From Voice Of America
Some 6,000 languages are spoken in the world, and nearly half of them are endangered, according to the UNESCO Atlas of the World’s Languages in Danger. One of them is Theron Musuweu Kolokwe’s native tongue, Subiya, a Bantu language spoken by more than 30,000 people along the Zambezi River in Namibia, Zambia and Botswana.
“I think in my language,” he said. “I dream in my language. It’s the language that I was born into. I didn’t have the choice to speak it.”
That’s because, like other educated young people in Windhoek, the 33-year-old speaks a number of other languages on a daily basis, especially English and Afrikaans.
Two years ago, Kolokwe started documenting Subiya. The idea came to him while he was watching YouTube.
“Randomly, a video of someone speaking their native tongue popped up,” he recalled. “Then, when I opened it, it caught my curiosity. Then, I was like, I want to also hear my tongue and languages from my country and southern Africa in particular.”
Kolokwe is one of dozens of volunteers working with Wikitongues, a nonprofit in New York City that helps people from around the world preserve native languages that have been disappearing.
Colorful vs. gray
When a language becomes extinct, says Wikitongues co-founder Daniel Bogre Udell, a culture disappears and a community loses its identity. That’s happening more often than many can imagine.
Udell, however, says language loss is not a natural culmination of progress.
“That’s really not an accident of history,” he explained. “It’s because, over the 1800s and 1900s, roughly every country in the world relentlessly worked to forcefully assimilate minorities’ cultures. I think no one would suggest that we need to be religiously or culturally or ethnically homogeneous. So, why would we be linguistically homogeneous? It’s a question about what kind of a world we want to live in: a colorful one or a gray one?”
The volunteer-based group began in 2016 as an open internet archive of every language in the world. Nearly 1,000 volunteers have submitted videos in more than 400 languages and dialects on Wikitongues’ YouTube channel. Some, like English, Farsi and Mandarin,are spoken by hundreds of millions of people. Others are unfamiliar, like Bora, spoken by a few thousand people in the Amazonian regions of Peru and Colombia, and Iraqw, spoken in Tanzania.
Inspiration and hope
The vision behind Wikitongues is simple and clear. It’s all about providing the tools and support people need to save their languages.
“Language revitalization at the end of the day is something that has to be done by the community, from the ground up,” Udell said. “There is no way an outsider organization can save someone’s language for them. We’ve had over 1,500 contributors and videos from 70 different countries. We have people from India who record dozens of languages, which is beyond their own. We have another volunteer from Scotland who is one of the last speakers of a variety of Scottish dialects. He’s in the process of reclaiming them, revitalizing, (and) building a dictionary for them.”

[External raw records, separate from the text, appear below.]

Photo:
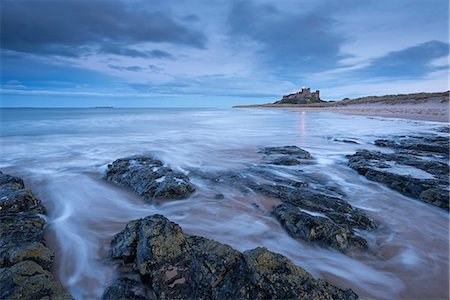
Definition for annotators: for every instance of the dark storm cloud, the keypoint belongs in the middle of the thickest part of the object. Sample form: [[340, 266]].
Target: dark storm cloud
[[66, 27], [130, 68], [412, 62], [124, 51], [297, 40]]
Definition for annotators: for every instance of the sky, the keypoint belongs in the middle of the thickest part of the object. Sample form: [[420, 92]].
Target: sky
[[181, 53]]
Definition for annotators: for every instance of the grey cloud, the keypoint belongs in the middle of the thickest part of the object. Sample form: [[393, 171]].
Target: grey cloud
[[412, 62], [130, 68], [65, 27], [291, 41], [124, 51]]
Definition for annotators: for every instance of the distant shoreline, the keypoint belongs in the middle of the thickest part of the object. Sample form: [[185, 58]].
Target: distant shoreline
[[420, 106]]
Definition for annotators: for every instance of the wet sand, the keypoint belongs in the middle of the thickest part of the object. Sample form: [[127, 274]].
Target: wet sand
[[436, 111]]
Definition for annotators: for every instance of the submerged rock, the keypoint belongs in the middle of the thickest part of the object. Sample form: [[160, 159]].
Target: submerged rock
[[422, 179], [126, 288], [314, 208], [286, 155], [149, 178], [25, 260], [178, 266], [431, 144]]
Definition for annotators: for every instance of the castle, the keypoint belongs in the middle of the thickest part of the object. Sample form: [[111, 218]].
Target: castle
[[303, 97]]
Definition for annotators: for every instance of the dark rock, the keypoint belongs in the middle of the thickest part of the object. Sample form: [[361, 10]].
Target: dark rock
[[376, 166], [149, 178], [25, 260], [286, 155], [22, 237], [27, 280], [307, 192], [126, 289], [432, 144], [316, 228], [15, 198], [272, 276], [178, 266]]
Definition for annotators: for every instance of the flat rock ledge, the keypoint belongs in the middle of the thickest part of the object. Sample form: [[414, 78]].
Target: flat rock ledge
[[286, 155], [25, 260], [149, 178], [314, 209], [418, 168], [173, 265]]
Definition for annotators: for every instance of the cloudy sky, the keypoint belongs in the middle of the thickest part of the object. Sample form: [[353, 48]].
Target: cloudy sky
[[139, 53]]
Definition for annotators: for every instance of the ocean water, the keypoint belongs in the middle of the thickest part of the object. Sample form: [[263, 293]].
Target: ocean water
[[62, 155]]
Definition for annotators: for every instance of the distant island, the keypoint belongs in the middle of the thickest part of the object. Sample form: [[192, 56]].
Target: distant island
[[420, 106]]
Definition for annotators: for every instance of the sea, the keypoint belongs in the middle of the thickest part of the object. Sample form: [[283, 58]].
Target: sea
[[62, 155]]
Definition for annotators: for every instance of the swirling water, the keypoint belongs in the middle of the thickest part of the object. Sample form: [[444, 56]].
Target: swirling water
[[62, 155]]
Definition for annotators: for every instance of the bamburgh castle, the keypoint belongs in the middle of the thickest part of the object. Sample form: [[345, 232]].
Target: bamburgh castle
[[303, 97]]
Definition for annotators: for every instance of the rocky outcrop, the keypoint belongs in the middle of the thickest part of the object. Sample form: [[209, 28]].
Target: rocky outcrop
[[25, 260], [287, 155], [418, 145], [175, 265], [313, 209], [417, 168], [149, 178]]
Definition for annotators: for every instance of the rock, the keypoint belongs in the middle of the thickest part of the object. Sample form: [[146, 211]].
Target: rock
[[25, 260], [15, 198], [178, 266], [219, 269], [22, 237], [316, 228], [431, 187], [27, 280], [433, 144], [313, 195], [126, 289], [286, 155], [149, 178], [272, 276]]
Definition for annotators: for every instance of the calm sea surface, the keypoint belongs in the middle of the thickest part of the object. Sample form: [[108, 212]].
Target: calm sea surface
[[62, 155]]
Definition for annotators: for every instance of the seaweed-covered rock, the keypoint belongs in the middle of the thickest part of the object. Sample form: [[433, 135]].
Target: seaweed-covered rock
[[25, 260], [422, 179], [178, 266], [433, 144], [317, 228], [286, 155], [15, 198], [126, 289], [28, 280], [149, 178], [313, 196], [272, 276]]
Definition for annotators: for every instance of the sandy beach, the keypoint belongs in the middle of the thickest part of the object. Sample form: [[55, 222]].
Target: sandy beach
[[433, 110]]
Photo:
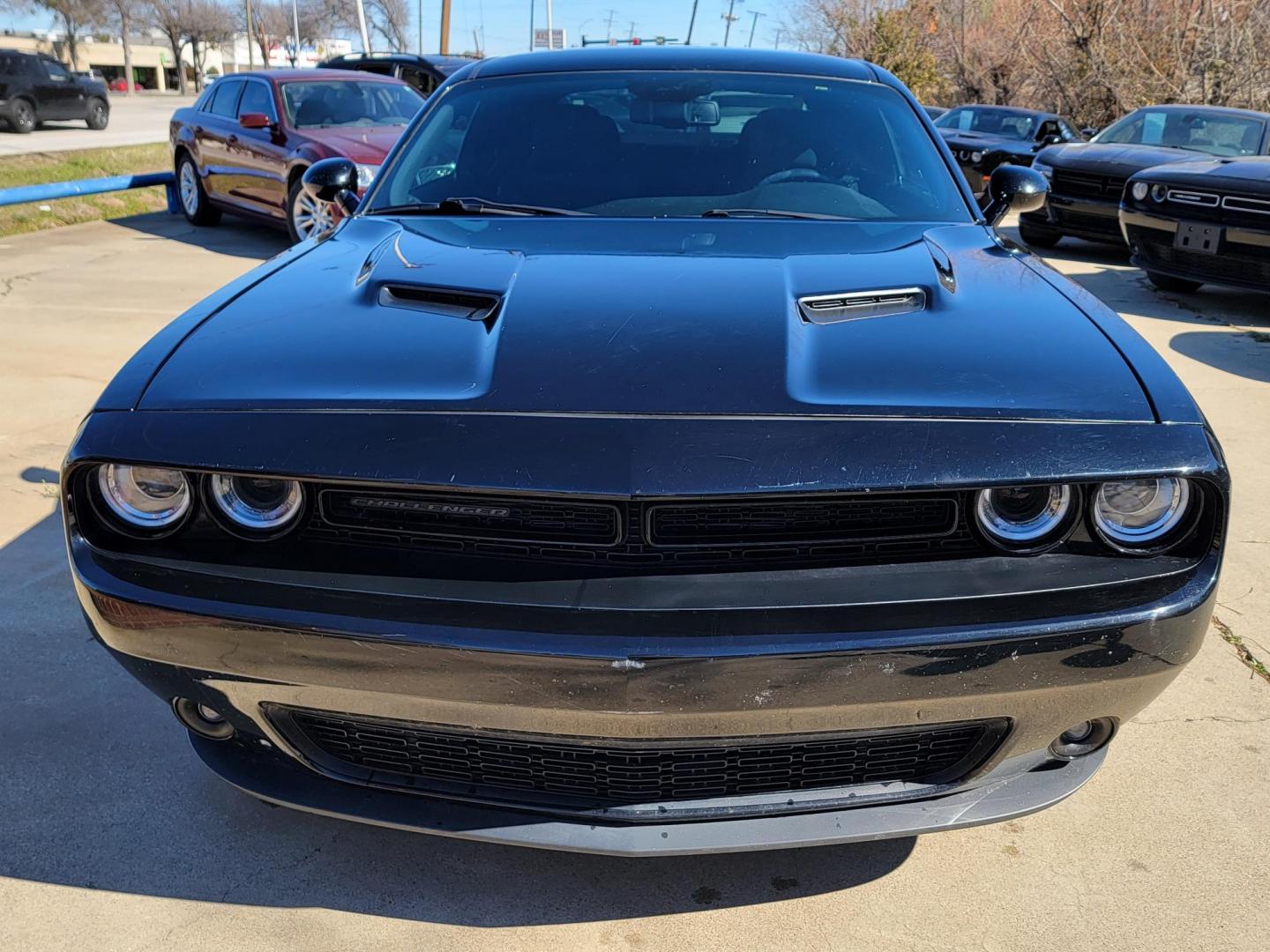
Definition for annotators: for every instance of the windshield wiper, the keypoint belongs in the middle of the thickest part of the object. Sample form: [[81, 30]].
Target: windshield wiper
[[470, 206], [770, 213]]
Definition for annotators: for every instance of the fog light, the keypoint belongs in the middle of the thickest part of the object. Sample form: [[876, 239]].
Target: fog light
[[202, 720], [1082, 739]]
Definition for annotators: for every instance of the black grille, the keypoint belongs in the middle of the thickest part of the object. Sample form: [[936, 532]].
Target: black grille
[[644, 534], [1087, 184], [1236, 267], [534, 770]]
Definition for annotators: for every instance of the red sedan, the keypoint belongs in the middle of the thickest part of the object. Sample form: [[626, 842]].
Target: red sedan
[[244, 144]]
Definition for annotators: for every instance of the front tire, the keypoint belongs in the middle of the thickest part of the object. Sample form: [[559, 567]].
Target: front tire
[[22, 117], [1038, 238], [98, 115], [193, 198], [1166, 282], [306, 216]]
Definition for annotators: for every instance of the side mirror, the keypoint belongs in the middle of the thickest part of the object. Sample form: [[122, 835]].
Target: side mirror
[[254, 121], [333, 181], [1013, 188]]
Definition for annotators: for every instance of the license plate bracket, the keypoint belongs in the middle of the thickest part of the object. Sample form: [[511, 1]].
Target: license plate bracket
[[1201, 239]]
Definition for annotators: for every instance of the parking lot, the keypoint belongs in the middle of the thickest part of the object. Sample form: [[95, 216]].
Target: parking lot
[[115, 837]]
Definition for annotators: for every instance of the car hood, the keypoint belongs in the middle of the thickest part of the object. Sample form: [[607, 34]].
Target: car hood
[[671, 316], [362, 145], [1109, 159], [1250, 175]]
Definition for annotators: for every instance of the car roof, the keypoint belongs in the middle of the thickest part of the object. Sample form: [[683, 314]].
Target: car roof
[[299, 75], [1019, 109], [1222, 109], [676, 57]]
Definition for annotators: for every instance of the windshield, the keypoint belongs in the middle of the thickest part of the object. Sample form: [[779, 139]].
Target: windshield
[[989, 121], [1197, 130], [320, 104], [651, 144]]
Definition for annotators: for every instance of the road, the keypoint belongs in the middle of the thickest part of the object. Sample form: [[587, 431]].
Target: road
[[113, 837], [133, 122]]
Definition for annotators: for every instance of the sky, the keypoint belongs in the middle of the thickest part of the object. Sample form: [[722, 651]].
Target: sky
[[504, 25]]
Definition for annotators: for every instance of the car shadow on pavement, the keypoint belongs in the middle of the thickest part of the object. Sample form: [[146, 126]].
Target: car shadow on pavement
[[100, 790], [233, 236]]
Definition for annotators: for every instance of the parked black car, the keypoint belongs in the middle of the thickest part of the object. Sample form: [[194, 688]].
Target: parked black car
[[982, 138], [424, 72], [34, 88], [1192, 224], [667, 456], [1087, 178]]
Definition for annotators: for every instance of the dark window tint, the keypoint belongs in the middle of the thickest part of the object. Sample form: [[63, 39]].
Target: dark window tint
[[257, 98], [651, 144], [224, 100]]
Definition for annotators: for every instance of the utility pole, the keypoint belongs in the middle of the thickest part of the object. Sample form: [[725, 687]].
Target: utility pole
[[250, 41], [753, 23], [729, 18], [361, 26]]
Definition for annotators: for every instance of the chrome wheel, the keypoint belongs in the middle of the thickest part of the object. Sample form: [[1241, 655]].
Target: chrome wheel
[[188, 188], [310, 217]]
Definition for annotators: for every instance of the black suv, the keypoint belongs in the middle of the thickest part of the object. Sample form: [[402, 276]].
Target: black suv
[[34, 88], [423, 72]]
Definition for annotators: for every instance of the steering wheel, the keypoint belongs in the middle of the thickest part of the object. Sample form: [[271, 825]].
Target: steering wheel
[[798, 175]]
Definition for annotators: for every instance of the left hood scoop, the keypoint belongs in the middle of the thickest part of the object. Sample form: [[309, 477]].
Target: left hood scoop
[[444, 302], [859, 305]]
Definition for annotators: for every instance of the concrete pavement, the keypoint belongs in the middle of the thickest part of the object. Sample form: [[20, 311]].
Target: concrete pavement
[[133, 122], [113, 837]]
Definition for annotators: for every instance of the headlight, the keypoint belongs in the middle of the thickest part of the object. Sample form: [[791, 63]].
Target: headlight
[[1022, 517], [256, 502], [1136, 513], [147, 496]]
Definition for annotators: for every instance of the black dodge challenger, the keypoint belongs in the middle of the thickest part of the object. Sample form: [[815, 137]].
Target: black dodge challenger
[[1195, 222], [667, 456]]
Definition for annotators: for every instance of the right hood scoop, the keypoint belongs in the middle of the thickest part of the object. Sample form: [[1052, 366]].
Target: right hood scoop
[[444, 302], [857, 305]]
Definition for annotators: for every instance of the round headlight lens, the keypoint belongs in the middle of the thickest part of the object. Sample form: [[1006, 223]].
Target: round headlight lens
[[1139, 512], [149, 496], [258, 502], [1022, 516]]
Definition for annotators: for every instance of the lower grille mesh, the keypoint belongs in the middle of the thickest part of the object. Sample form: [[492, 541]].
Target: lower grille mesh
[[531, 770]]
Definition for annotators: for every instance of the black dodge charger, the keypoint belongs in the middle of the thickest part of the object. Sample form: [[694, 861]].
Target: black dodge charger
[[667, 456], [1087, 178], [1197, 222]]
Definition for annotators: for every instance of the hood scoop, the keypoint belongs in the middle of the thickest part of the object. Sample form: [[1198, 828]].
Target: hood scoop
[[444, 302], [859, 305]]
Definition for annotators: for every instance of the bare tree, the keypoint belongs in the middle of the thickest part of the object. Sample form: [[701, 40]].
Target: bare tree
[[74, 18], [123, 16]]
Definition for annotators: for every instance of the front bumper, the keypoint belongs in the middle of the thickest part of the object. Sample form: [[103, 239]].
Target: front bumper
[[482, 672]]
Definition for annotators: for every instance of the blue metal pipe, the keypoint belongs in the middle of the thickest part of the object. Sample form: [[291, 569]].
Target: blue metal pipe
[[54, 190]]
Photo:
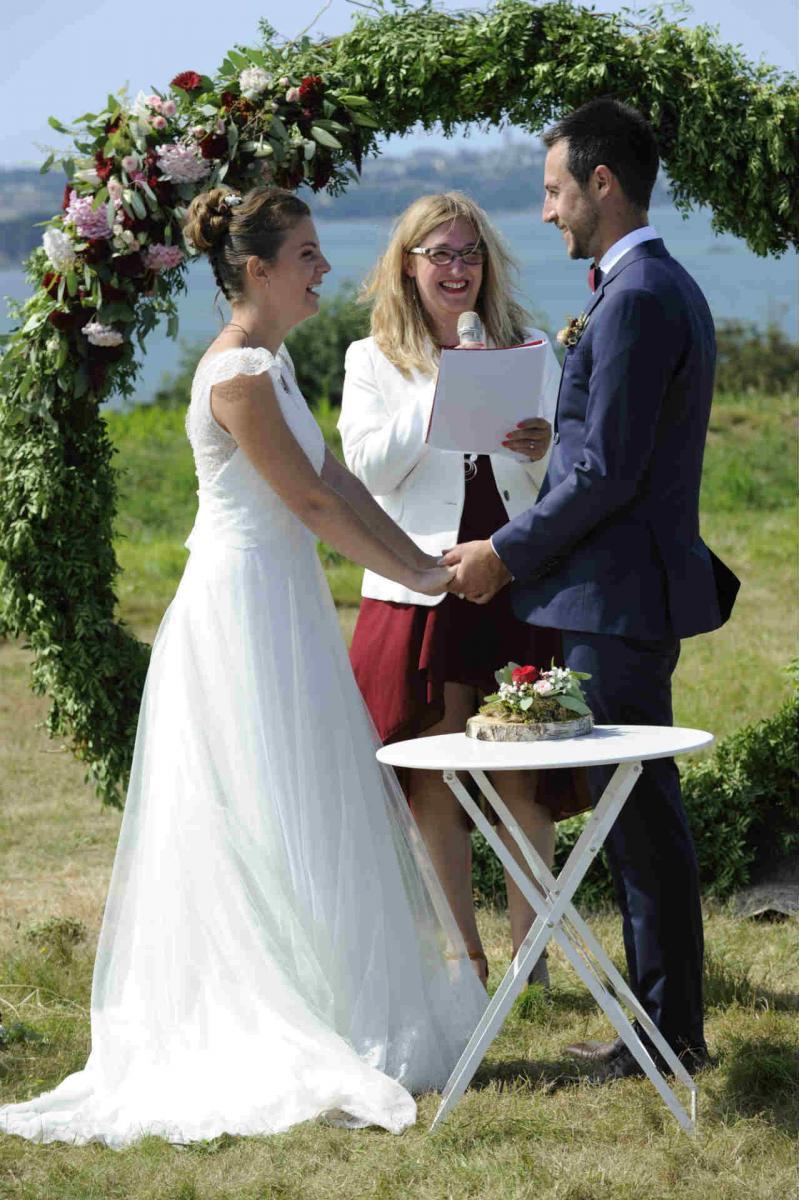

Wikitongues is also where volunteers from around the world can be inspired by the proof that reviving disappearing indigenous languages is possible. Hebrew is a good example.
“Hebrew went extinct in the 4th century BC, and was revived in the 1800s and now once again it’s the mother tongue of half of the world’s Jewish population,” Udell said. “One of our tribe partners here in the U.S., the Tunica-Biloxi tribe in Louisiana, has over the past couple of years built a really lively language revival on their community. Their language went extinct in the 1940s. We’ve had contributors from the Cornish community whose language went extinct in the 1700s and was brought back in the 1900s. Their movement really got geared up when the internet arrived and new generations of Cornish speakers find each other online and use the language on a daily basis.”
Such revival success stories give volunteers like Theron Musuweu Kolokwe hope that his efforts can save Subiya and other African languages from extinction. Kolokwe’s goal is to create a dictionary, and a curriculum so it can be taught in school.
“I want the world to know about my language,” he sais. “I want to promote it, so that generations to come can speak it fluently because there is a huge influx of Western languages around here, especially in Namibia. We all learn [English] in school. It’s the business language, the language of government, and people are neglecting their native languages. So, I want to promote it so more and more people can speak it. And children can be proud of where they come from.”
With awareness and technology, Wikitongues puts people in a better position to save and revive their native languages, making the world more colorful and culturally diverse.